Indian indexes slid yesterday as the rupee dropped to an eight-week low against the dollar, threatening to accelerate inflation. Consumer prices rose 9.9 percent in October from a year earlier, compared with 9.84 percent in September, according to the median of 28 estimates in a Bloomberg survey. Factory output may have increased 3.5 percent in September, from 0.6 percent in August, a separate Bloomberg survey showed.

“The rupee is the most important factor now,” Kishor Ostwal, managing director at CNI Research Ltd., said in a phone interview yesterday. “Inflation and factory output data will be keenly watched.”

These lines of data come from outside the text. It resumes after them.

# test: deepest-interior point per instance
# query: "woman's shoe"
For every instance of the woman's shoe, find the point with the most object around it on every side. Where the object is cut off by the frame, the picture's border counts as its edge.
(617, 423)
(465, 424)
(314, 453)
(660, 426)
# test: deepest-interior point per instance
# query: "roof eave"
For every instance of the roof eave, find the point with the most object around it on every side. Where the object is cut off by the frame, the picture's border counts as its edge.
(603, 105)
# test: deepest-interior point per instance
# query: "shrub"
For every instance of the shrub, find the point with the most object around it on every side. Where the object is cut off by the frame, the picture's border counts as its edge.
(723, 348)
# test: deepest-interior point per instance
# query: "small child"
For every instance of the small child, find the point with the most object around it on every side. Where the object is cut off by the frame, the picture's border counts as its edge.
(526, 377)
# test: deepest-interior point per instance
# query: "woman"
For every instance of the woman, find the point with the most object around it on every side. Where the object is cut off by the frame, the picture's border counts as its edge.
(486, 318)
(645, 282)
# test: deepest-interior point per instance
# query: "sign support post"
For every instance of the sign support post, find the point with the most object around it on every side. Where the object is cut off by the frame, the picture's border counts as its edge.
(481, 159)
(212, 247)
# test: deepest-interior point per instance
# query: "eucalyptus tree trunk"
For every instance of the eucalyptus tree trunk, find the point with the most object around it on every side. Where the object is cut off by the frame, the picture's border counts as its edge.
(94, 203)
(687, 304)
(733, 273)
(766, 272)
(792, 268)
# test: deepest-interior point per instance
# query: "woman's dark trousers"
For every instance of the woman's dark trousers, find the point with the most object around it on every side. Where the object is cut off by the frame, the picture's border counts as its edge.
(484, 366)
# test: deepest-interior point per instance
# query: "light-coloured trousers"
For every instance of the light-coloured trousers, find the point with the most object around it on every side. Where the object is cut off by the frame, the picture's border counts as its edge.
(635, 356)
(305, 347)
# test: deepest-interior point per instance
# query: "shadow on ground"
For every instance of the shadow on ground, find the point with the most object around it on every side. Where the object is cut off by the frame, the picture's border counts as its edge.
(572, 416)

Copper producer Hindalco Industries Ltd. (HNDL) may say its second-quarter profit rose to 3.85 billion rupees ($ 60.9 million) from 3.59 billion rupees a year earlier, according to the median of 26 analysts in a Bloomberg survey.

Net incomes at 17 of the 21 companies in the Sensex that have reported results exceeded analyst estimates, according to data compiled by Bloomberg. About 47 percent of the 30 companies in the index missed forecasts in the previous quarter.

Global investors bought a net $ 57 million of Indian equities on Nov. 8, a 25th day of purchases, data from the regulator show. That took this year’s inflows to $ 16.6 billion, the most after Japan among 10 Asian markets tracked by Bloomberg.

The Sensex has gained 5.5 percent this year and trades at 13.5-times projected 12-month earnings, the cheapest in more than two months. The MSCI Emerging Markets Index is valued at 10.4 times forecast profits.